Caelum looked at her with the expression that meant she had said something accurate.

"How long have you known about the Ashveil," she said.

"Longer than I’ve known about you," he said.

She sat with that.

Outside the courtyard was filling with activity now, the complex properly awake, voices and hooves and the mechanical sounds of carriages being loaded and hitched. Their hour was running down.

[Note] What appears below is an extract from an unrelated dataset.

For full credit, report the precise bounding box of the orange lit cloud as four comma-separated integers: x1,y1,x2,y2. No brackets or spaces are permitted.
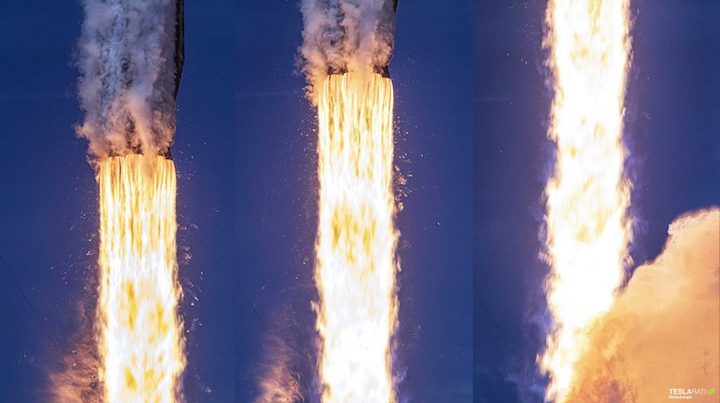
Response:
568,208,720,402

She stood and finished the last of the room preparation and collected the tray.

At the door she stopped.

"He’s going to move again," she said. "Not here. The conference is over and the complex is too visible. But before we reach Ashfen."

"I know," Caelum said.

"I’ll be ready."

He looked at her. The morning light from the window caught the side of his face and for a moment he looked less like a prince and more like someone who had been carrying something heavy for a very long time and had gotten used to the weight without ever deciding he was comfortable with it.

"I know," he said again. Quieter this time.

She left and went to prepare for departure and thought about the road back to Ashfen and everything waiting on it.